Selbstbestimmung und Patientenschutz vor Willkür und Kostendruck

Diese Grundsätze dürfen kein Gegensatz sein, vielmehr sind es zwei Seiten einer Medaille, die nach Ansicht der Stiftung Ziel einer Gesetzesnovelle sein müssen. Folgende Punkte nennt die Stiftung:

- § 1904 BGB (Einwilligung des Betreuers bzw. Bevollmächtigten in Medizinische Maßnahmen) ist kein Sterbehilfe-Paragraf. Richter haben kein Recht, über Leben und Tod zu entscheiden.
- Es fehlt die Klarstellung, dass §1904 BGB den Lebensschutz zu respektieren hat. Kein Bevollmächtigter oder Betreuer hat das Recht, den behandelnden Arzt auf einen zum Tod führenden Behandlungsabbruch festzulegen. Es geht ausschließlich um die Zustimmung oder Ablehnung zu risikoreichen, ärztlichen Maßnahmen, die das Leben des Patienten retten bzw. erhalten sollen.

- Rücknahme der verfahrensrechtlichen Änderung des § 69d Abs. 2 Satz 2 FGG (Gutachten eines neutralen Sachverständigen zum Schutz nicht-einwilligungsfähiger Patienten).

- Wissenschaftliche Begleitforschung zur Gewährleistung des Patientenschutzes in der Praxis.

- Ausbau der Hospizarbeit und Palliativmedizin als tragfähige Alternative zum Behandlungsabbruch beziehungsweise menschenunwürdigen Sterben.

"Lebenshaus" soll leben – Soforthilfe für Projekt in Münster

In Münster wurden außerdem 29.000 DM für das 'Lebenshaus' von der Deutschen Hospiz Stiftung an Vertreter des Münsteraner Projekts übergeben.

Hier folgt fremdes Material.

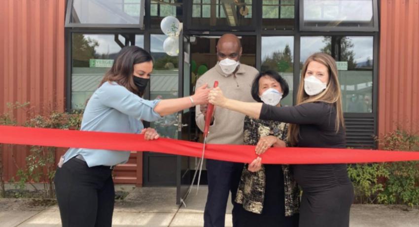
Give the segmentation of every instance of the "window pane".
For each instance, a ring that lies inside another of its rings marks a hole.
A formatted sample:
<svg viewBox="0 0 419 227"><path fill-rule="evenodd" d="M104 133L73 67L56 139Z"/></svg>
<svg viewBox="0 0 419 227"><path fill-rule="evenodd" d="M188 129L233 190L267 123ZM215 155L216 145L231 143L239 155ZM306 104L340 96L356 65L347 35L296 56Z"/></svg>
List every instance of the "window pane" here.
<svg viewBox="0 0 419 227"><path fill-rule="evenodd" d="M300 69L312 54L333 56L338 67L346 113L372 113L373 38L372 37L301 37ZM332 46L336 47L332 50Z"/></svg>
<svg viewBox="0 0 419 227"><path fill-rule="evenodd" d="M141 0L74 0L71 22L139 24Z"/></svg>
<svg viewBox="0 0 419 227"><path fill-rule="evenodd" d="M288 82L289 93L281 104L292 106L294 37L262 38L262 71L275 70Z"/></svg>
<svg viewBox="0 0 419 227"><path fill-rule="evenodd" d="M122 36L118 38L123 43ZM84 109L121 50L114 35L73 33L71 40L71 108Z"/></svg>
<svg viewBox="0 0 419 227"><path fill-rule="evenodd" d="M135 36L135 45L144 48L144 36L136 35Z"/></svg>
<svg viewBox="0 0 419 227"><path fill-rule="evenodd" d="M178 97L178 62L177 56L168 55L163 50L163 42L167 37L152 35L150 38L151 53L154 59L153 73L150 77L150 99L172 99ZM177 114L165 116L150 123L164 137L177 138Z"/></svg>
<svg viewBox="0 0 419 227"><path fill-rule="evenodd" d="M203 29L217 26L251 25L252 2L252 0L194 1L192 24L204 26Z"/></svg>
<svg viewBox="0 0 419 227"><path fill-rule="evenodd" d="M180 2L179 2L180 1ZM168 16L182 22L182 2L179 0L151 0L151 27L160 28L162 19Z"/></svg>
<svg viewBox="0 0 419 227"><path fill-rule="evenodd" d="M342 37L336 42L341 47L337 65L344 111L372 113L373 38Z"/></svg>
<svg viewBox="0 0 419 227"><path fill-rule="evenodd" d="M321 52L328 54L332 54L332 38L331 37L301 37L300 53L300 69L307 58L312 54Z"/></svg>
<svg viewBox="0 0 419 227"><path fill-rule="evenodd" d="M294 29L294 0L263 0L262 4L264 30Z"/></svg>
<svg viewBox="0 0 419 227"><path fill-rule="evenodd" d="M374 26L372 0L304 0L303 5L304 26Z"/></svg>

Die Soforthilfe erhielt Franz-Josef Dröge, Geschäftsführer des Lebenshauses, der bei dieser Gelegenheit vom Fortgang der Bauarbeiten für das stationäre Hospiz berichtete, das zum 1.10. "ans Netz gehen" soll. "Es ist toll, was hier geleistet wird," betont Brysch. "Das Projekt besticht durch seine Vernetzung mit bestehenden Einrichtungen und der Träger untereinander," hebt Elke Simon eine Besonderheit des "Lebenshauses" hervor. Mit dem Geld der Stiftung wird die Stelle des Projektleiters finanziert.